The NFL is absolutely the most successful sports enterprise, period, objectively measured by interest, ratings and cash.

That said, they have had the benefit of no USFL-level competition for a long time.
Do I see The Fleet, Warriors, etc. as a real threat to the NFL? No, no reason to think that.
But, I can see it taking a small bite:
Picture a family that loves NFL football, but is slowly getting priced out. But they keep paying up because there has been no decent alternative.
Some of these new leagues, if they can provide a product on the field that feels like 75% or 80% of an NFL game, at 20% the price,
can poach some of the NFL money on the margins.

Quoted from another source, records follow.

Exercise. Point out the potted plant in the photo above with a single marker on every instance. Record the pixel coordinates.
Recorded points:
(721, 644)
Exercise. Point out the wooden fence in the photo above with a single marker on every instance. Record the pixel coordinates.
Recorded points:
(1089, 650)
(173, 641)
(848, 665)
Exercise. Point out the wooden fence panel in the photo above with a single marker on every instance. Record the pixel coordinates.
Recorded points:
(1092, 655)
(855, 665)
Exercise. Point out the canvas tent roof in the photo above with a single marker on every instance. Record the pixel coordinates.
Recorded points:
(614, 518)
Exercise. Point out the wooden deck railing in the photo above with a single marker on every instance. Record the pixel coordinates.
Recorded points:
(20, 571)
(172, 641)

Well said. The NFL is based on live streaming contracts, TV contracts, and the new stadiums are geared, actually demand, high priced paying long range customers. A fan going to a game to 'support' the team is no longer the business model. Teams (like the chargers) are like a hit TV show, if it works out great, if not, reboot the product. These other Leagues are filling in the fan void for a number of formerly NFL market areas (St. Louis, San Diego, etc.). Soon advertisers --far more than the play on the field--will start questioning their rates, if fans in say, San Diego, can see the game but don't, the advertiser will probably want rates such as this percentage fee before the ads....this percentage after the ad runs depending on their entire market zone. Nice to say chargers have 'this rating in LA' but if folks in Northern CA and Lower California aren't seeing that new car ad, they're wasting money.